Some regional countries will be importing petroleum products from Rwanda if a plan to construct a regional oil-pipeline that will connect Kigali and Eldoret via Kampala is achieved.
The project is expected to be implemented within the next three years.
The Permanent Secretary in the Ministry of Infrastructure, Christian Rwakunda, said with the storage facility in the country, Burundi, DR Congo and some parts of Tanzania will be accessing petroleum products from Kigali instead of current transportation from Eldoret in Kenya.
Currently, he said, the oil pipeline project mapping is underway and it is expected to be complete by August.
Penspen, a UK-based company dealing in engineering and management services related to oil and gas industry, has been contracted to do the mapping.
The mapping will cost more than Rwf51 million that was contributed equally by three partner countries (Rwanda, Kenya and Uganda) and it will determine how much will be required to implement the pipeline project.
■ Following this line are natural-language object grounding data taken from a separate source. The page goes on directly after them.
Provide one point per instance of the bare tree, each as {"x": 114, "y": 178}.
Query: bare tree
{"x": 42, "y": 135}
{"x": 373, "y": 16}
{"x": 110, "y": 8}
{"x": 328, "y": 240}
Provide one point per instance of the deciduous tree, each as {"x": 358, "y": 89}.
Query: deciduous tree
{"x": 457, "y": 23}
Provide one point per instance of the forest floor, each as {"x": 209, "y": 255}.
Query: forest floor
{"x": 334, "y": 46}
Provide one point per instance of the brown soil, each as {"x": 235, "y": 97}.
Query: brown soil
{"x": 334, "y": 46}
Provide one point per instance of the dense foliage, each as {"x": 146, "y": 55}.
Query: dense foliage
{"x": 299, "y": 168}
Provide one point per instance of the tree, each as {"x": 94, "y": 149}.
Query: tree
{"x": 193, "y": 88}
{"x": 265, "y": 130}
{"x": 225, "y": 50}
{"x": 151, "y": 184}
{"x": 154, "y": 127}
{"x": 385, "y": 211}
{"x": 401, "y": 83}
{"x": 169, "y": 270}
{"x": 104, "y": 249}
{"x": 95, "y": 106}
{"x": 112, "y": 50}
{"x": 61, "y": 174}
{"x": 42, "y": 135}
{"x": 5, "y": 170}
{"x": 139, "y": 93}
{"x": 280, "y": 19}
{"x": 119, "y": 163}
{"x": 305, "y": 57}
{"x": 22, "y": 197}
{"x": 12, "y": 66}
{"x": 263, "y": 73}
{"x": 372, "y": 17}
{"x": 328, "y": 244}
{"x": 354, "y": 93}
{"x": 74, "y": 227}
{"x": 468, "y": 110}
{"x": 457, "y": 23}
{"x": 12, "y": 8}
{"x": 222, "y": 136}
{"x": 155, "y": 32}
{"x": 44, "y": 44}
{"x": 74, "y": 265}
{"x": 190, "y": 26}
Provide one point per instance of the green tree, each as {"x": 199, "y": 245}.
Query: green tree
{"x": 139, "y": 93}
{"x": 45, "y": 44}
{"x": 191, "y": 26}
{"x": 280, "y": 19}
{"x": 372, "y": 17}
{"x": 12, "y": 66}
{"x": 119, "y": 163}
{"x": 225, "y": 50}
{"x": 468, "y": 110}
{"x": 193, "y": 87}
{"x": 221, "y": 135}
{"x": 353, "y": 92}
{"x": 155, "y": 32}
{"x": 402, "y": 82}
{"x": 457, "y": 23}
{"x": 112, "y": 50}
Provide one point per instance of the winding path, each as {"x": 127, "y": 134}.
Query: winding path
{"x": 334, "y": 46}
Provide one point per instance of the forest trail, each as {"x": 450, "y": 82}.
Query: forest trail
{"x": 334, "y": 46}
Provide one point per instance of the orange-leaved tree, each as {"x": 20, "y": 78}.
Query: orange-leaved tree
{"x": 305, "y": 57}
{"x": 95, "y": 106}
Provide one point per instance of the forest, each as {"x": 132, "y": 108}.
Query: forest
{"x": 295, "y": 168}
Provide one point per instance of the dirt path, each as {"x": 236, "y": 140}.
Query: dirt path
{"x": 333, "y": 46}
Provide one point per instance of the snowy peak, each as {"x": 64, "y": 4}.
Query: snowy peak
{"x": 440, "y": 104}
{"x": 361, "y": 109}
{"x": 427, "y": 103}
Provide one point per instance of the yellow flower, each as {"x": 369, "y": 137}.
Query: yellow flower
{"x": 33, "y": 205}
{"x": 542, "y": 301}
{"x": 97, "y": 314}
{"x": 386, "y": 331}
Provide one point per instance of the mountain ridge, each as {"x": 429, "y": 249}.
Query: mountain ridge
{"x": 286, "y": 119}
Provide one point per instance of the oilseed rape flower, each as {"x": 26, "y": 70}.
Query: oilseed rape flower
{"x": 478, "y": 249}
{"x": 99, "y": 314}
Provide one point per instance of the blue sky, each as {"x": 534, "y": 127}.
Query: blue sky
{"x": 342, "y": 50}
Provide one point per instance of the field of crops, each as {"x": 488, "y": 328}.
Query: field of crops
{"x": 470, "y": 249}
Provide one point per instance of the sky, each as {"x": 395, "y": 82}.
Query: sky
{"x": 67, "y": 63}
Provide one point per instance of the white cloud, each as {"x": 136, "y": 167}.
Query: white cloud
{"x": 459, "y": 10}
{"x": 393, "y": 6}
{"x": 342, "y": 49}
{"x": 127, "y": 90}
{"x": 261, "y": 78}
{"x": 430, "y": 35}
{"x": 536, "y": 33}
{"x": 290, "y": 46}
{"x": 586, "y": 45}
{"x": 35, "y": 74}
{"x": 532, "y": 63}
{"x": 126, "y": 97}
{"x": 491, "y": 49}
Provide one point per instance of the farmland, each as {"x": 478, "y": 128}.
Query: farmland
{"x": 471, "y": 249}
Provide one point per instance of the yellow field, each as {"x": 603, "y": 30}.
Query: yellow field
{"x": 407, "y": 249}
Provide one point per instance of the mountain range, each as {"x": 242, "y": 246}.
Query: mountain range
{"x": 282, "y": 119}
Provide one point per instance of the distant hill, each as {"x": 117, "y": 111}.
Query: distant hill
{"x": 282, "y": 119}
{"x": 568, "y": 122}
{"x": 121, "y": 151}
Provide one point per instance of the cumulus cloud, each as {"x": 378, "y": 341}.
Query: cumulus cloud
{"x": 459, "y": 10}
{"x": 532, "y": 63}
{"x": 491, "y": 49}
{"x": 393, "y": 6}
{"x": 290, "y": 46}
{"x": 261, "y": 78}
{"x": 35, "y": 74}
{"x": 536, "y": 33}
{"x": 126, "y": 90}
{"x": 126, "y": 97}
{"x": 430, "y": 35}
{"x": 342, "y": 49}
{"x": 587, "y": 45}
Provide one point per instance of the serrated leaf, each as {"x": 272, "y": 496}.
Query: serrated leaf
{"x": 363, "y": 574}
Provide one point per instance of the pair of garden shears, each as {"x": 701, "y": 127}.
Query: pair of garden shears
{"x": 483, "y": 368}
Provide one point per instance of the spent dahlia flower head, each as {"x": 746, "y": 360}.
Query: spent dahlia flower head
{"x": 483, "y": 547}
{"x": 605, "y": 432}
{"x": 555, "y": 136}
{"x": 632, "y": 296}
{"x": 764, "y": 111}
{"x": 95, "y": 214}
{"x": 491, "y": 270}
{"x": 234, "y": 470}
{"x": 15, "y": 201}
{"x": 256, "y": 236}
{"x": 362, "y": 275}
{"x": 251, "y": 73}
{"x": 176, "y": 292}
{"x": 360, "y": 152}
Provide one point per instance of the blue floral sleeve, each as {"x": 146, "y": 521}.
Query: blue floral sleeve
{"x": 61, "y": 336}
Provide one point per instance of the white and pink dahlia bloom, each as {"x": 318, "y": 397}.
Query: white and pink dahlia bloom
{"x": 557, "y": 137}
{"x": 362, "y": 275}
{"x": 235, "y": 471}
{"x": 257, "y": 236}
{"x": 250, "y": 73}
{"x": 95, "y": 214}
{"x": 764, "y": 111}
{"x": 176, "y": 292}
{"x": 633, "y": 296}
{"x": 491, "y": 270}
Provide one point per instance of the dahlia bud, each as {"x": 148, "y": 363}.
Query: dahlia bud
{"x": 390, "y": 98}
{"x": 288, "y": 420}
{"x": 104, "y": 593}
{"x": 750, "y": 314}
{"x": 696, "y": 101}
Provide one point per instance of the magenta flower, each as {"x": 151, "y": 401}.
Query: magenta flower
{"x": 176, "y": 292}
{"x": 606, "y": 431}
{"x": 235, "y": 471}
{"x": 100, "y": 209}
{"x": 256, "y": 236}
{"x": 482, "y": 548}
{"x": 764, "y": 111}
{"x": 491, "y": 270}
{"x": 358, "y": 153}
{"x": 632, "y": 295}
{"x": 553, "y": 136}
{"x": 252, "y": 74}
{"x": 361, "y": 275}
Holding the oil stocks will be an opportunity for Rwanda since it will reduce the cost of transporting fuel into the country, Rwakunda told The New Times.
“It will reduce the transportation costs; for the time being they (some neighbouring countries) will be importing it from here [Kigali] because it will be costly and time consuming to go to Mombasa,” Rwakunda said.
The amount of oil for the deport will be determined at a later date, according to the official.
The ministry said the mapping will determine where the storage facilities will be located in Kigali.
“We agreed that the project should be done in three years from now and we are working tirelessly at the technical level to have the project implemented,” Rwakunda said.
Volume of fuel reserves
Eugene Kayigamba, the vice president of Rwanda fuel importers association, said he was optimistic the project would increase the volume of fuel reserves.
“The oil pipeline project will increase the volumes and reduce substantially transport costs as well as the time used to transport fuel from the current terminals in western Kenya to Kigali. We also expect to benefit from economies of scale with this East African Community initiative,” Kayigamba said.
The country currently imports fuel using both the central and the northern corridor with the main challenge being restrictions on transit policies and other market factors.
It takes, on average, a week for a truck to leave Kigali, going to western Kenya, loading and coming back to Kigali (northern corridor), according to Kayigamba.
The period could be longer depending on waiting time for products availability.
On Tanzania route connecting Kigali to Dar es Salaam (central corridor), it might take around eight to 10 days.
Rwanda imports about 20,000m3 of oil products in a month, including petrol, diesel, kerosene, and jet fuel.
There are various risks and uncertainties that will be overcome and eliminated as far as road transportation of fuel is concerned.
The oil pipeline project aims to improve the transportation of the petroleum products in the region using a safer mode compared to road transportation.
Environmental hazards associated with transportation of oil products by roads, including spillage and fires during accidents, would be covered if the project is implemented.
The pipeline scheme, to be implemented under a tripartite arrangement, is one of the several projects that were agreed upon during a summit between the Heads of State of the three countries in Uganda in June last year. South Sudan has since been invited to join.
Leaders of the three countries agreed to establish a single tourist visa, a single customs territory also adopt national identity cards as travel documents which have already come into force, as well as fast track a joint railway line project.